Supporters feed meter to keep Kennedy campaign running

Despite his Iowa loss and his drop in the polls, Sen. Edward M. Kennedy has collected $250,000 in a single week. This indicates, his supporters say, that he still has firepower left to stay in the race against President Carter.

"Money is coming in steadily, fast enough to keep going," says Morris Dees, Kennedy fund-raiser. In the week following the Iowa primary, the campaign raised and deposited this $250,000. This was half the $500,000 Iowa Republican winner George Bush reports socking away since then, but it still was a hefty sum , much of it from liberal givers who had been holding back last fall.

Wednesday night 400 givers -- twice as many as expected -- paid $520 each to attend a Kennedy fund-raiser in Washington.

Since Senator Kennedy's go-after-Carter speech at Georgetown University Monday, many young volunteers have been showing up in key places like Florida to work for his candidacy.

Interest on the hustings "has become enormously intensified," reports historian James McGregor Burns, who has been campaigning for Senator Kennedy this week in New England. "The turnouts are larger than I'd seen in Iowa," he says. "Audiences in the past said they saw little difference between him and Carter. Before, the questions were: Does he really want the presidency? And, does he offer an alternative? [After the Georgetown speech] he is more convincing in the sense of his commitment to finishing the race.He is also more controversial. He has projected issues -- the draft, wage-price controls -- into the campaign."

And Kennedy pollster Peter D. Hart discounts national poll readings, such as the just- released Louis Harris survey showing Carter with 60 percent; Kennedy, 28 percent; California Gov. Edmund G. Brown Jr., 5 percent of the Democratic vote.

"What you're going to see in the end is 'the great contortion' as these people -- pollsters and media -- have to explain why they were wrong," he says.

"We have not had a single ballot cast or a single delegate chosen. When Bush goes from 6 percent to 27 percent nationally in one day, you really have to say the process hasn't gone forward nationally. I don't think Jimmy Carter has 60 percent of the vote from the American public, as a real vote. If we do a good job in New Hampshire, everybody is going to be talking about the dogfight between Kennedy and Carter."

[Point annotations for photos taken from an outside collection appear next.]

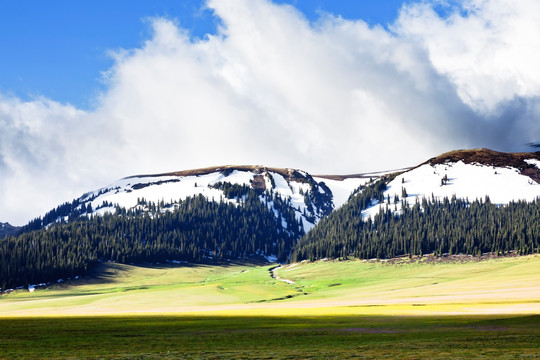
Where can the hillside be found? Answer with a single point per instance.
(467, 174)
(463, 202)
(8, 230)
(309, 197)
(468, 202)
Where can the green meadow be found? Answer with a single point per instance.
(271, 337)
(459, 307)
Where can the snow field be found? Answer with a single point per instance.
(465, 181)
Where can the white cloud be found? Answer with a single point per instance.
(271, 88)
(490, 49)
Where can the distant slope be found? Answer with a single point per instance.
(467, 202)
(467, 174)
(310, 198)
(8, 230)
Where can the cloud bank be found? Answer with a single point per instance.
(272, 88)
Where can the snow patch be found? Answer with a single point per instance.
(533, 162)
(465, 181)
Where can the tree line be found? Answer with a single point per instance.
(439, 226)
(197, 230)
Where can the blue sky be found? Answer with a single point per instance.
(59, 48)
(329, 87)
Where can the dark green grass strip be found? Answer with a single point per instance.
(227, 337)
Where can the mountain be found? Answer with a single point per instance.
(467, 174)
(311, 198)
(468, 202)
(8, 230)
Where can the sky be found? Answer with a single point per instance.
(92, 91)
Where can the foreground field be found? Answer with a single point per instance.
(399, 309)
(279, 337)
(426, 286)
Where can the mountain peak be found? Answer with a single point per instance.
(488, 157)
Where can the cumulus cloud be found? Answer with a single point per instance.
(334, 96)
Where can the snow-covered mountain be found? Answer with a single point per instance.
(467, 174)
(310, 197)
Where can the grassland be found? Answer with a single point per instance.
(406, 309)
(461, 285)
(278, 337)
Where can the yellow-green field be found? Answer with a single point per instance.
(399, 309)
(458, 285)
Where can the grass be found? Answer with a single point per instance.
(420, 287)
(271, 337)
(460, 308)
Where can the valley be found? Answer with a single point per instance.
(418, 286)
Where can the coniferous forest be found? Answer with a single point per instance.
(199, 230)
(447, 226)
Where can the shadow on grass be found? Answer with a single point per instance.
(272, 337)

Nonetheless, the road just ahead for Mr. Kennedy is rough, admits Rick Stearns, chief delegate campaign strategist for the Massachusetts senator. "To reach mid-April we have to raise $1.5 million," Mr. Stearns says. "This looks reachable right now, with the money coming in Campaign esprit is better than at any point the last two months. But right now we have everybody working for free , and you can't keep that going for long.

"Politically, Kennedy could lose the early primaries, except Massachusetts, then start winning in New York [March 25] and still win in the end," Mr. Stearns says. "But whether you can get the finances if you lose all that early is another matter." After New York, 60 percent of Democratic nomination delegates will remain to be chosen.

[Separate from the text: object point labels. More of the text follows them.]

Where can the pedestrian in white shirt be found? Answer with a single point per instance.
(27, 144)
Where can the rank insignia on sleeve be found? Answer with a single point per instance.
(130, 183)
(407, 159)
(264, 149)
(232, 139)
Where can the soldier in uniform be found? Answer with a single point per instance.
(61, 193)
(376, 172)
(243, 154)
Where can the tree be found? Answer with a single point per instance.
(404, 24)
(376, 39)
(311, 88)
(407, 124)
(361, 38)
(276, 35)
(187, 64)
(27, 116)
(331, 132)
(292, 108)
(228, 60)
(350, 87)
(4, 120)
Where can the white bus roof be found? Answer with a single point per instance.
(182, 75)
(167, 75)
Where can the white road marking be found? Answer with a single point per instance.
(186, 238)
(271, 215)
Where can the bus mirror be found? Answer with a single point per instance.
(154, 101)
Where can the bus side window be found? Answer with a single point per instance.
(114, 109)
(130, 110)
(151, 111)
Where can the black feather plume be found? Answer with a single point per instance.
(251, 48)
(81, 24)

"Maine looks all right for us, organizationally, just as Iowa did," Mr. Stearns says of the next nomination test, Feb. 10. "What we hadn't counted on was another 40,000 turning out in Iowa. Maine is not the same state as Iowa. People in Maine live closer to the margin, they're more sensitive to Kennedy-type issues."

Because Senator Kennedy is accepting federal matching funds, he cannot use more than $50,000 of his own private wealth for his campaign. Hence his people are resoliciting some 16,000 donors who have already given to his campaign.

"The donors are responding at an unusually high rate," says Roger Craver, president of Craver, Mathews, Smith & Co., a firm which handles direct mail fund-raising for many progressive liberal groups like Common Cause as well as the Kennedy campaign. "The average gift is in the $40 range, triple the usual contribution," he says.

Actually, financial support for Mr. Kennedy began to pick up in early January , Mr. Craver says, as international events intensified.

"The progressive constituency, particularly the peace constituency, is starting to rally to Kennedy," Mr. Craver says. "There's a deep fear of war in this country. Kennedy is the one person the peace constituency can rally around.

"This trend is just starting. If the debate gets going on the draft, Cuba, Iran, Afghanistan, you will see growing concern with Carter, with defense commitments. The other side of the aisle [liberals] will get out their wallets.

"The greatest giving the country has seen occurred when McGovern got 600,000 donors during the Vietnam period.

"These givers are not pacifists. They are thinking people who realize it isn't enough to rally around the President. They are people who want a national debate before defense preparedness goes ahead."